Hoy lo que se observa desde el amplio ventanal que da a la calle, es una pulcritud de quirófano, tanto en el sector de la izquierda donde se observa al personal trabajando en las máquinas italianas, como en el resto del salón, donde hay alacenas con productos en venta, las heladeras para las pastas y una mesa cuadrada en el centro, donde esperan en poco tiempo recibir a los comensales, al tiempo que planean en algún momento colocar algunas mesas en la vereda.

Las propuestas de pastas son numerosas y cada cual más tentadora. Los ravioli de cordero braseado son una receta de familia.
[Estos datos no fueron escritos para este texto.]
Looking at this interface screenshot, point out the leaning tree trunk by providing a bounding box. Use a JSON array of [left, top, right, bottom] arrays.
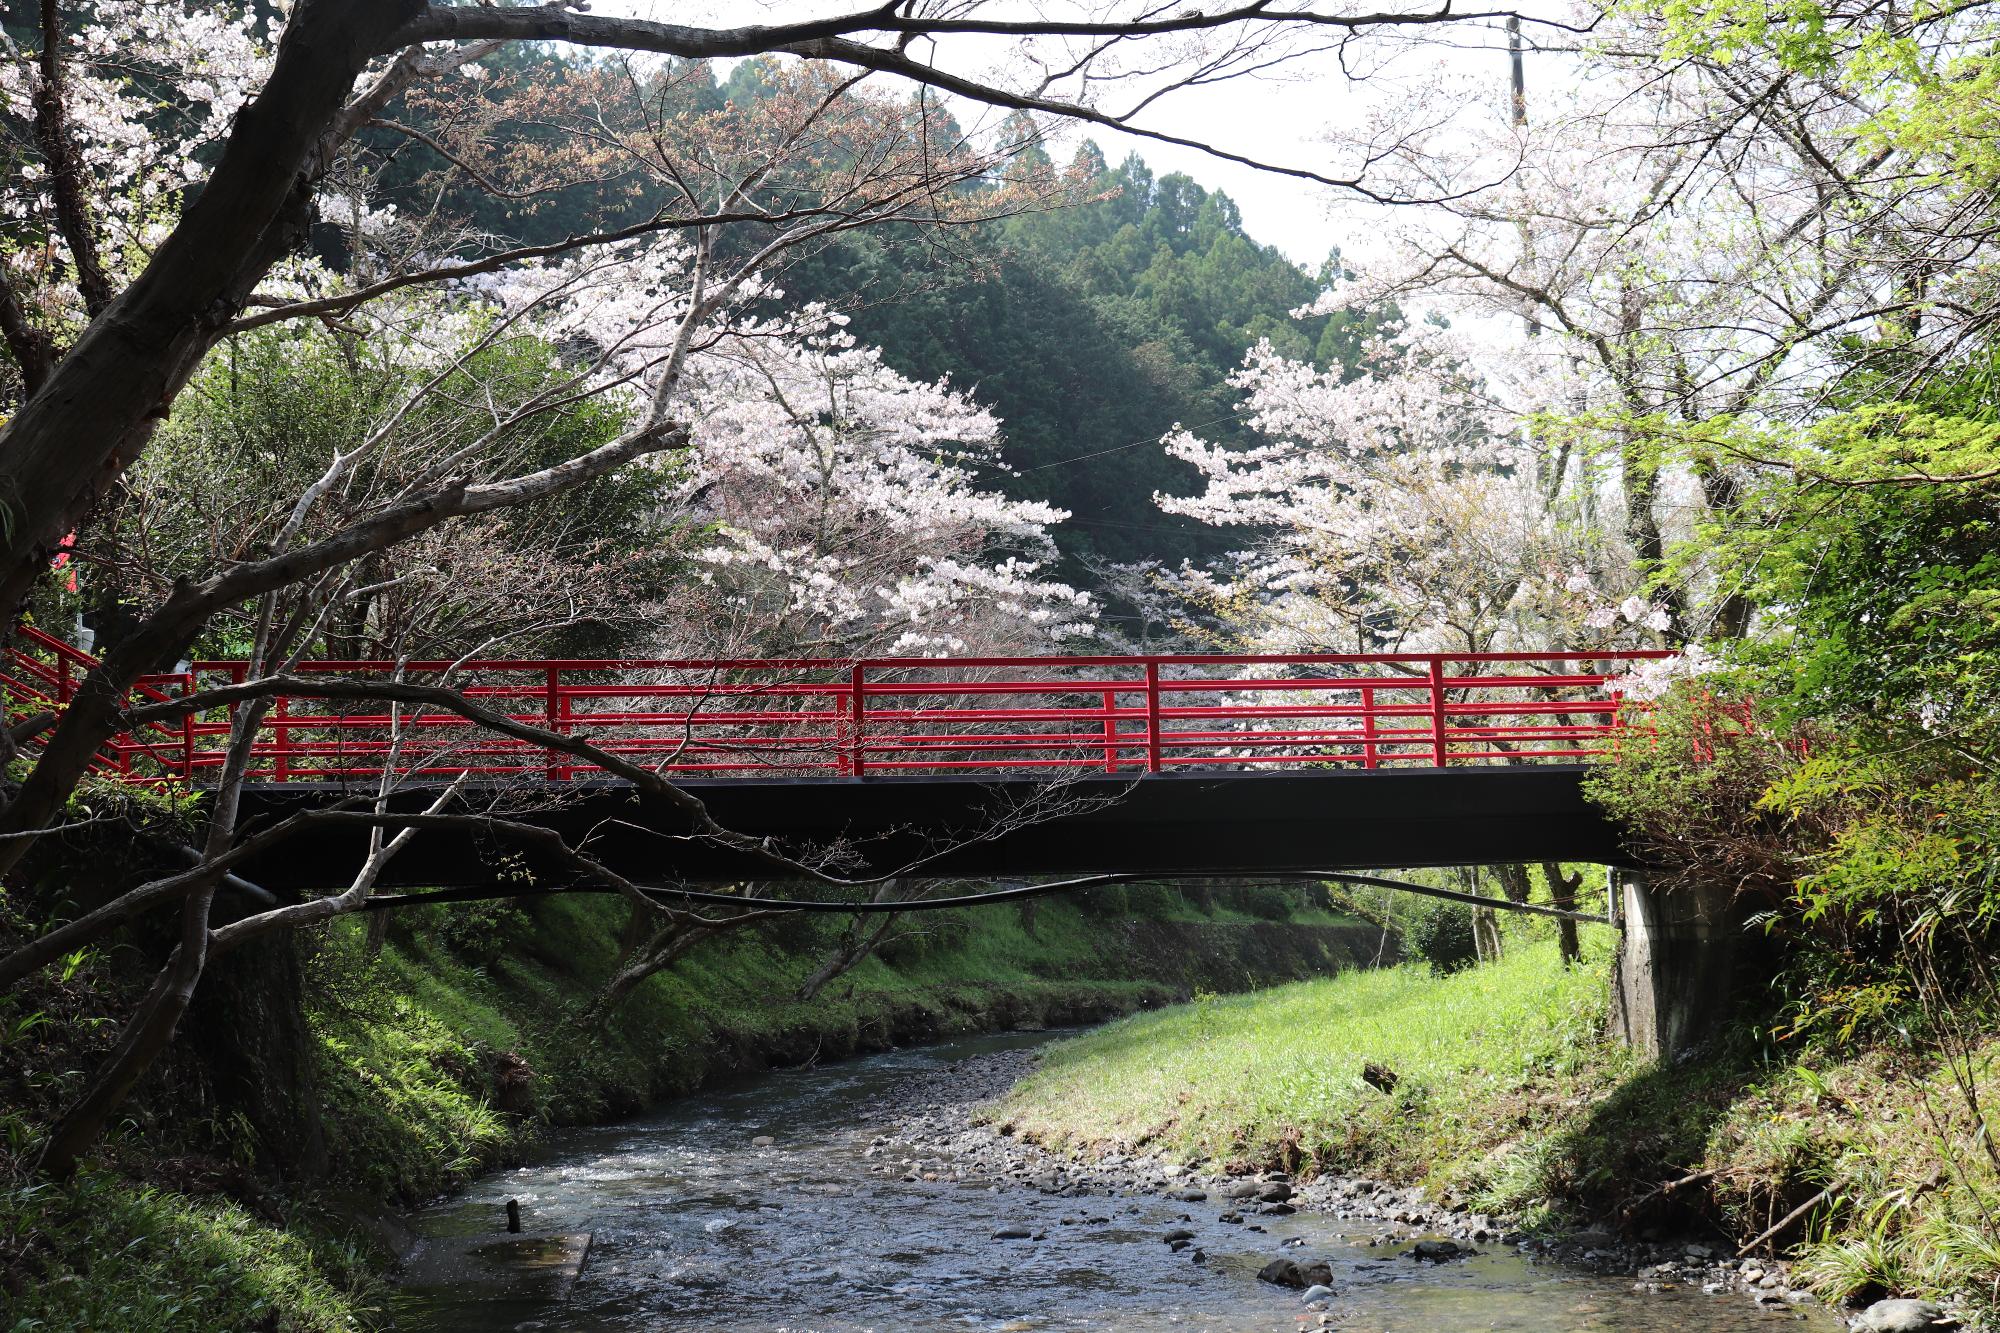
[[797, 912, 901, 1002], [1541, 862, 1583, 965]]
Los hay también de soufflé de verdura; de pollo de campo y verdura; de ossobuco y espinaca; de ricota cremosa y parmesano.

Otras especialidades que llevan el sello de la casa son: triangoli de ternera, cerdo braseado y hierbas; sorrentinos de jamón natural, queso cuartirolo cordobés de elaboración artesanal y mozzarella; lasagna bolognesa también de receta familiar (con bechamel, salsa de tomate y parmesano; agnolotti de ricota, espinaca y parmesano; mezzalune de ricota, pecorino y albahaca fresca.

Y también canelones de ricota, castañas de cajú, verdura y pecorino; cavatelli; cappelletti de brie, cuartirolo y permesano.

Asimismo, entre las pastas largas frescas se destacan las siguientes opciones texturadas: pappardelle al huevo; tagliatelle verdi; spaghetti; tagliolini al huevo o nero di seppia, entre otras.

Las salsas que ofrecen son eso mismo: un delicado acompañamiento de las pastas y no lo que ocurre muchas veces al decir del inefable Mauro Crivellin: "cada pasta muere con su salsa". Hay una simple de tomate; arrabbiata (tomate, albahaca, peperoncino; ragú de ternera; de hongos (crema fresca, hongos secos y champiñones); manteca de salvia; pesto de albahaca, y albóndigas con salsa de tomate.

La excelencia hecha pasta y a precios realmente convenientes. Biasatti, donde uno compra calidad a similar precio que en una cadena industrializada. Vale la pena una visita, porque el que lo conoce, vuelve. 

Biasatti - Dirección: Ciudad de La Paz 1917, Belgrano. Teléfonos: 4853-7652 / WhatsApp 11 2590 8766. Horarios: martes a sábados de 10:30 a 20; domingos de 10:30 a 14.